”Our European visitors are important to us.” I’m trying to imagine how they decided to go with this headline for the screen that tells European visitors to get lost.
> In our quest to improve our service for you, the user, we're making it worse.
If you're doing something good, you announce that you're doing something good. If you're doing something bad, you announce you're doing something good.
It appears that "respecting peoples' privacy" currently equates to having an overlay with a button to accept cookies, and a message stating that using the website means accepting <whatever>. So I haven't figured out what the button means, but to preserve maximum uncertainty, I try not to click it.
Or just because the US doesn't have good privacy laws doesn't mean you should then decide to suck up as much data on everyone as possible. Just because they can be a dick doesn't mean they have to.

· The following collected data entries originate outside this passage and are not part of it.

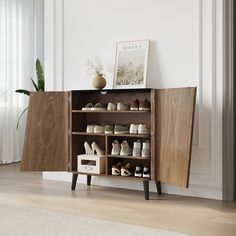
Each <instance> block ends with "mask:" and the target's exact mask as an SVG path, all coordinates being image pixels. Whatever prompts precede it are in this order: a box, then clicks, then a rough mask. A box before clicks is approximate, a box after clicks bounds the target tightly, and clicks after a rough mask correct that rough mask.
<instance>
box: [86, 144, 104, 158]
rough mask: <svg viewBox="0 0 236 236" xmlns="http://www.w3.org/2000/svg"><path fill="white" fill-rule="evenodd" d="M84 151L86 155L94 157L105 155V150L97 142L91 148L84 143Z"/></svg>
mask: <svg viewBox="0 0 236 236" xmlns="http://www.w3.org/2000/svg"><path fill="white" fill-rule="evenodd" d="M84 149H85V154H87V155H94V154H95V153H96V154H97V155H100V156H102V155H104V154H105V152H104V150H102V149H101V148H100V147H99V146H98V145H97V144H96V143H95V142H93V143H92V144H91V146H90V145H89V143H88V142H87V141H86V142H84Z"/></svg>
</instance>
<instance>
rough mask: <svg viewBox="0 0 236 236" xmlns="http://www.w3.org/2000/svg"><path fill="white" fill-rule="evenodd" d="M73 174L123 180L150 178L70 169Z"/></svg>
mask: <svg viewBox="0 0 236 236" xmlns="http://www.w3.org/2000/svg"><path fill="white" fill-rule="evenodd" d="M72 173H73V174H78V175H91V176H100V177H109V178H114V179H124V180H137V181H140V180H142V181H143V180H150V178H139V177H135V176H121V175H106V174H88V173H84V172H79V171H72Z"/></svg>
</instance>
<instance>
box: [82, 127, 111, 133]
mask: <svg viewBox="0 0 236 236" xmlns="http://www.w3.org/2000/svg"><path fill="white" fill-rule="evenodd" d="M86 133H95V134H98V133H105V134H113V133H114V125H87V128H86Z"/></svg>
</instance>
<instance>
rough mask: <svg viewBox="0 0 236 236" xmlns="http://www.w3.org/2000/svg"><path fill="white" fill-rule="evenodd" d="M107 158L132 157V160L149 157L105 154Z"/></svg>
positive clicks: (144, 158) (131, 158)
mask: <svg viewBox="0 0 236 236" xmlns="http://www.w3.org/2000/svg"><path fill="white" fill-rule="evenodd" d="M107 157H108V158H119V159H120V158H123V159H133V160H139V161H142V160H150V157H141V156H140V157H135V156H124V155H107Z"/></svg>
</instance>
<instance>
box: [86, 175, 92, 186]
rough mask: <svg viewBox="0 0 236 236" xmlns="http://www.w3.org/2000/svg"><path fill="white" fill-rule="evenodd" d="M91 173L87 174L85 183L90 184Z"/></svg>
mask: <svg viewBox="0 0 236 236" xmlns="http://www.w3.org/2000/svg"><path fill="white" fill-rule="evenodd" d="M91 178H92V176H91V175H87V185H91Z"/></svg>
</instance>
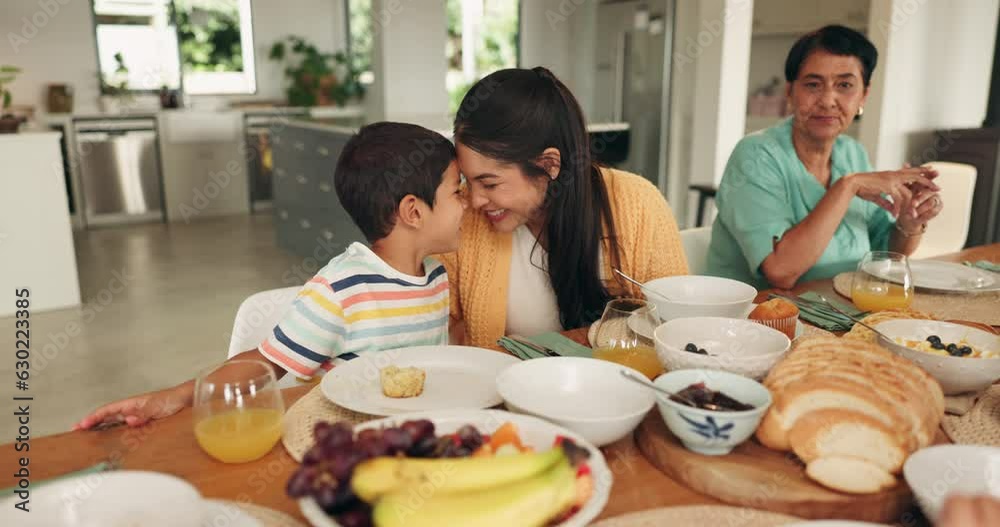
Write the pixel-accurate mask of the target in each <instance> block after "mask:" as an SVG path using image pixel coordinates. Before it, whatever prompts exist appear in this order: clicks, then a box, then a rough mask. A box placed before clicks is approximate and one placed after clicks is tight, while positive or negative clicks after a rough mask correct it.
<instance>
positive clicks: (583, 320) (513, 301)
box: [441, 67, 687, 346]
mask: <svg viewBox="0 0 1000 527" xmlns="http://www.w3.org/2000/svg"><path fill="white" fill-rule="evenodd" d="M455 146H456V148H457V150H458V162H459V167H460V168H461V170H462V173H463V175H464V176H465V178H466V182H467V185H468V198H469V202H470V205H471V207H470V209H469V211H468V212H467V213H466V216H465V218H464V221H463V224H462V241H461V245H460V248H459V250H458V252H457V253H452V254H448V255H443V256H442V257H441V259H442V260H443V261H444V263H445V266H446V267H447V268H448V275H449V279H450V281H451V317H452V321H451V322H452V327H453V329H455V330H456V331H453V337H455V338H453V340H455V341H462V342H465V343H467V344H470V345H473V346H494V345H495V344H496V341H497V339H498V338H500V337H501V336H502V335H504V334H524V335H532V334H536V333H540V332H545V331H558V330H563V329H572V328H577V327H584V326H587V325H589V324H590V323H592V322H594V321H595V320H597V319H598V318H600V316H601V314H602V312H603V310H604V306H605V304H606V303H607V302H608V300H610V299H612V298H615V297H619V296H625V295H636V294H638V291H636V290H635V289H634V288H632V287H626V285H624V284H623V283H622V282H621V281H619V280H617V279H616V276H615V275H614V274H613V273H612V271H611V269H612V268H619V269H621V270H622V271H624V272H625V273H627V274H630V275H631V276H633V277H634V278H636V279H637V280H640V281H647V280H652V279H653V278H659V277H662V276H670V275H676V274H686V273H687V262H686V259H685V257H684V252H683V248H682V245H681V242H680V236H679V234H678V230H677V223H676V222H675V221H674V218H673V215H672V213H671V211H670V207H669V206H668V205H667V203H666V201H665V200H664V199H663V196H662V195H661V194H660V192H659V190H657V188H656V187H654V186H653V185H652V184H651V183H649V182H648V181H647V180H645V179H643V178H641V177H639V176H637V175H635V174H630V173H627V172H623V171H620V170H614V169H610V168H606V167H600V166H598V165H597V164H595V163H594V161H593V160H592V159H591V152H590V144H589V142H588V137H587V130H586V126H585V124H584V118H583V112H582V111H581V109H580V105H579V104H578V103H577V101H576V99H575V98H574V97H573V95H572V93H570V91H569V90H568V89H567V88H566V86H564V85H563V84H562V82H560V81H559V80H558V79H557V78H556V77H555V76H554V75H553V74H552V72H550V71H549V70H547V69H545V68H541V67H538V68H533V69H507V70H501V71H498V72H496V73H493V74H491V75H488V76H487V77H485V78H483V79H482V80H480V81H479V82H477V83H476V84H475V85H474V86H473V87H472V88H471V89H470V90H469V92H468V93H467V94H466V96H465V98H464V99H463V101H462V104H461V106H460V107H459V111H458V116H457V117H456V118H455Z"/></svg>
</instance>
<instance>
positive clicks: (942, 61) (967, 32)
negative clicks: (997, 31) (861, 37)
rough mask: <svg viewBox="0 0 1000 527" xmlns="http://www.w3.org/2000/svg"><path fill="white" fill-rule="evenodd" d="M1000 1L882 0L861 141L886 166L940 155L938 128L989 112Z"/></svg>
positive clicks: (919, 159)
mask: <svg viewBox="0 0 1000 527" xmlns="http://www.w3.org/2000/svg"><path fill="white" fill-rule="evenodd" d="M998 4H1000V1H998V0H976V1H975V2H952V1H948V0H879V1H875V2H873V4H872V12H871V15H870V21H869V25H868V27H869V31H868V34H869V38H871V39H872V41H873V42H874V43H875V46H876V47H877V48H878V50H879V53H880V56H879V63H880V64H879V66H878V67H877V68H876V70H875V75H874V78H873V80H872V93H871V95H870V96H869V101H868V104H867V106H866V107H865V117H864V118H863V119H862V124H861V139H862V142H863V143H864V145H865V147H866V148H867V149H868V153H869V155H870V156H871V158H872V163H873V164H874V165H875V167H876V168H879V169H891V168H898V167H900V166H901V165H902V164H903V163H904V162H907V161H909V162H917V163H920V162H924V161H929V160H932V159H933V158H935V156H936V153H935V151H934V149H933V147H932V143H933V134H932V132H933V130H937V129H942V128H964V127H973V128H974V127H979V126H981V124H982V120H983V117H984V116H985V115H986V101H987V97H988V92H989V84H990V71H991V65H992V62H993V45H994V42H995V38H996V31H997V11H998Z"/></svg>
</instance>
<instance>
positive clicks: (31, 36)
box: [7, 0, 84, 53]
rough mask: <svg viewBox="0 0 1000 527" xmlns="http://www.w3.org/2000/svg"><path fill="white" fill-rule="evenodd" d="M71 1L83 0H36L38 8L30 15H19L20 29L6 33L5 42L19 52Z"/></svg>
mask: <svg viewBox="0 0 1000 527" xmlns="http://www.w3.org/2000/svg"><path fill="white" fill-rule="evenodd" d="M73 1H77V2H82V1H84V0H38V2H36V4H37V5H38V10H37V11H35V12H34V13H32V14H31V16H30V17H27V16H26V17H21V31H20V32H18V33H15V32H13V31H10V32H8V33H7V43H8V44H10V48H11V49H12V50H14V53H20V52H21V47H23V46H25V45H27V44H29V43H30V42H31V40H32V39H34V38H35V37H37V36H38V33H39V32H41V30H42V29H44V28H45V26H47V25H49V22H51V21H52V19H53V18H55V17H56V16H57V15H59V11H61V10H62V6H65V5H68V4H69V3H70V2H73Z"/></svg>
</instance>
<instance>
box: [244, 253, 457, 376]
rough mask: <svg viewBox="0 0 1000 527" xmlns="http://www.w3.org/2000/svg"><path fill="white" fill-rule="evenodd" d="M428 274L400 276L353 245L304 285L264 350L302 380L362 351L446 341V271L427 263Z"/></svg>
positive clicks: (332, 261)
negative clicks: (322, 368) (337, 362)
mask: <svg viewBox="0 0 1000 527" xmlns="http://www.w3.org/2000/svg"><path fill="white" fill-rule="evenodd" d="M424 272H425V274H424V276H409V275H405V274H403V273H400V272H399V271H397V270H396V269H394V268H392V267H391V266H389V264H387V263H385V262H384V261H382V259H381V258H379V257H378V256H377V255H376V254H375V253H373V252H372V251H371V249H369V248H368V247H366V246H364V245H362V244H360V243H353V244H351V246H350V247H348V248H347V250H346V251H344V252H343V253H342V254H340V255H339V256H337V257H335V258H334V259H333V260H330V263H328V264H327V265H326V266H325V267H323V268H322V269H320V270H319V272H318V273H316V276H314V277H313V278H312V279H311V280H309V281H308V282H306V284H305V286H303V287H302V290H301V291H299V294H298V297H297V298H296V299H295V301H294V302H293V303H292V307H291V308H290V309H289V311H288V313H286V314H285V316H284V318H282V320H281V322H279V323H278V325H277V326H275V328H274V330H273V331H272V332H271V335H270V336H269V337H268V338H267V340H265V341H264V342H262V343H261V344H260V346H259V347H258V350H259V351H260V352H261V353H262V354H264V356H266V357H267V358H269V359H271V361H273V362H275V363H276V364H279V365H281V366H282V367H284V368H285V369H286V370H288V371H289V372H291V373H293V374H295V375H297V376H299V377H304V378H308V377H312V376H313V375H314V374H315V373H316V371H317V370H318V369H320V368H323V369H329V368H331V367H332V365H333V363H334V362H333V361H334V359H337V360H341V359H347V358H351V357H353V356H354V355H356V354H359V353H365V352H370V351H381V350H387V349H394V348H403V347H410V346H422V345H443V344H447V343H448V313H449V311H448V302H449V297H448V276H447V274H445V268H444V266H443V265H441V264H440V263H439V262H437V261H436V260H433V259H430V258H427V259H425V260H424Z"/></svg>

Is this relevant to the EU? I see lots of complaints about amazon on the HN frontpage but they mostly focus on the US. I assume tighter regulation and import tariffs on the other side of the atlantic would result in amazon's product selection looking different and perhaps getting counterfeits in is more onerous.
I was browsing for bird feed recently on Amazon DE and FR sold by Amazon themselves as I mostly don’t trust third parties. Some reviewers said they received just a transparent plastic bag with different seeds in it.
All those reviews were from 2019. So my guess is that they’ve started to commingle in Europe too.